While he was combatting the Byzantines in the Mezzogiorno, he left Duke Lupus of Friuli as regent in the north. Lupus usurped all authority and rebelled, though he was crushed and, with the help of the Avars, his duchy despoiled and devastated. Grimoald tracked down Lupus' aspiring son Arnefrit, and his Slav allies, and defeated him at Nimis. Arnefrit died in battle. Grimoald placed Wechthari, a stalwart enemy of the Slavs, in Friuli.
Grimoald defeated the Franks, who invaded during the infancy of Chlothar III. Grimoald had allied with Perctarit at Asti and the Avars, of whom he had been a hostage in his youth. He saved the northeast of Italy by defeating the Slav tribes and maintained internal order by suppressing the baronial revolts and autonomy of the duchies of Friuli and of Spoleto, where he installed Thrasimund.
In his religion he remained nominally Arian (though according to Vita Sancti Barbati both he and his son Romuald still practiced the ancient Pagan rights of both Benevento and the Longobard nation) despite his marriage to a Catholic and he was aloof of the Papacy. However, he perceived Saint Michael—whose cult was spreading strongly from Monte Gargano—as the warrior-protector of the Lombard nation, replacing Godan (Odin) due to their similar narratives at the time.

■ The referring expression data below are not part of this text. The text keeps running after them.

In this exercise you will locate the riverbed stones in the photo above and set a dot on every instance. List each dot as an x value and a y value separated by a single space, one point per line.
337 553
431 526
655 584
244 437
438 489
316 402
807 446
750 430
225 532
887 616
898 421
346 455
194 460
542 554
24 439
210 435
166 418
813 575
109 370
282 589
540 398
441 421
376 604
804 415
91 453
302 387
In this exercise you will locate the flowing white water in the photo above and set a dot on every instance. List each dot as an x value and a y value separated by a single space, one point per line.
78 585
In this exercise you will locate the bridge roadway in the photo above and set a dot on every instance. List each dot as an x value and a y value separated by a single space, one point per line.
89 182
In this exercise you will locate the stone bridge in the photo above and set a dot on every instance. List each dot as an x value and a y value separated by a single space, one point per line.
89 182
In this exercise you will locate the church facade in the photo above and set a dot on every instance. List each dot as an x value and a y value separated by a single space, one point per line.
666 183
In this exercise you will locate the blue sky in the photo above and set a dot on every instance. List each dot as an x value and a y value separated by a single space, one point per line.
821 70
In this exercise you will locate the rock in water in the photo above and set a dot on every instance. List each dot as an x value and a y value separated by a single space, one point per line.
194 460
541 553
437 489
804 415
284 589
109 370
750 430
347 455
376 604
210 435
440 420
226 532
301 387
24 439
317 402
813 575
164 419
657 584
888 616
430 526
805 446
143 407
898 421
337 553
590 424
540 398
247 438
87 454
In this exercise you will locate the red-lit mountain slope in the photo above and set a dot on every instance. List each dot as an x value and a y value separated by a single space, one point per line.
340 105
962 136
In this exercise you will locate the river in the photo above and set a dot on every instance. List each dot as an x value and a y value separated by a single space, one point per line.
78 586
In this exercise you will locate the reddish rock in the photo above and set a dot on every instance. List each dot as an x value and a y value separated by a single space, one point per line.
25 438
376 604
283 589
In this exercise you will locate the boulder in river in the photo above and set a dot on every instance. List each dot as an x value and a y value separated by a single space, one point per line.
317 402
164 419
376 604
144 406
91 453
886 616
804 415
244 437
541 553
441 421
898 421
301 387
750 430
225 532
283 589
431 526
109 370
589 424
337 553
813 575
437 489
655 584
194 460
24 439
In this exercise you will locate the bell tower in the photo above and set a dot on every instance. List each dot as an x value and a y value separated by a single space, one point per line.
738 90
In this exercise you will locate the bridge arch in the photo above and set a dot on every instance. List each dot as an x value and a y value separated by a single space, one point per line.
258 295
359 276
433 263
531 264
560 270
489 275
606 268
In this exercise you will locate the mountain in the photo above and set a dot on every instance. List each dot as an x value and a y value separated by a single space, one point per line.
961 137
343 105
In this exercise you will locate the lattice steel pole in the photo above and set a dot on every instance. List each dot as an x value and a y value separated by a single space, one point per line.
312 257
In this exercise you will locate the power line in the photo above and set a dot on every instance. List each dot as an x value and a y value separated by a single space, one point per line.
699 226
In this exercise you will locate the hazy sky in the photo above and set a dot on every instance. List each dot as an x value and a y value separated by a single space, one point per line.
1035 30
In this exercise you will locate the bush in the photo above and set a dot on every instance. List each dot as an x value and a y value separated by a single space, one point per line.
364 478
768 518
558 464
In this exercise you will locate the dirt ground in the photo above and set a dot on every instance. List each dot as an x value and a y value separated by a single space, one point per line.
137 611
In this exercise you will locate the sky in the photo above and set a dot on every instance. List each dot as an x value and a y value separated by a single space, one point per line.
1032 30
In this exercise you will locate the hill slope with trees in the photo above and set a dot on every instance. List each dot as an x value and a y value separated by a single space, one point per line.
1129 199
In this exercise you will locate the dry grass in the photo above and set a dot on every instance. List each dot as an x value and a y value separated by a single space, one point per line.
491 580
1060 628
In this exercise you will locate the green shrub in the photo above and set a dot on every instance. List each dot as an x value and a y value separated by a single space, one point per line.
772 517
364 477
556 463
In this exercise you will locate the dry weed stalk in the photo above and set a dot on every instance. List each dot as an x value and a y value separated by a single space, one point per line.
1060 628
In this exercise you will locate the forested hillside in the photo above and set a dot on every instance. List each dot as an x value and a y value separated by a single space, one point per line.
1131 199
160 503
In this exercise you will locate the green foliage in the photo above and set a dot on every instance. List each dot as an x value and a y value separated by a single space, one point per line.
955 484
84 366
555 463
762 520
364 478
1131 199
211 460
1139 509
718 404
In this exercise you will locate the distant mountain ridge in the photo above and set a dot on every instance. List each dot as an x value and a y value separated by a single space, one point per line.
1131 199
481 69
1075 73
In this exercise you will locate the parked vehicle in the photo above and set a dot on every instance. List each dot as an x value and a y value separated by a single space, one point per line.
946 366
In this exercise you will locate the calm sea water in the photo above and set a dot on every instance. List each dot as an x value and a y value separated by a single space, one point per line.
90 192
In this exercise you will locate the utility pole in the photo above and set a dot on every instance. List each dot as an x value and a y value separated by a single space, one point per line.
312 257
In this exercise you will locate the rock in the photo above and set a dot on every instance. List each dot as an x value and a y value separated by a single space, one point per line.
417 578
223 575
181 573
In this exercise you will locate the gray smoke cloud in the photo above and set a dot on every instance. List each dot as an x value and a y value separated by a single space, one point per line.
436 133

He died in 671 after concluding a treaty with the Franks and was succeeded by Perctarit, whom he had exiled. He was a popular ruler, known as much for the kingly virtues of generosity and mercy as for his ferocity and ruthlessness in war. His son Romuald was left in Benevento, which once again drifted away from central authority, and his son Garibald was not elected to succeed him on account of his youth and was deposed by the adherents of Perctarit's cause in three months time.
- Chris Wickham, Early Medieval Italy: Central Power and Local Society, 400–1000 (London: Macmillan, 1981), 224–25.
- Andrea Bedina, "Grimoaldo, re dei Longobardi", Dizionario Biografico degli Italiani, 59 (Rome: Istituto dell'Enciclopedia Italiana, 2003).
- Gwatkin, H. M., Whitney, J. P. (ed) The Cambridge Medieval History: Volume II—The Rise of the Saracens and the Foundations of the Western Empire. Cambridge University Press, 1926.
- Oman, Charles. The Dark Ages 476-918. London, 1914.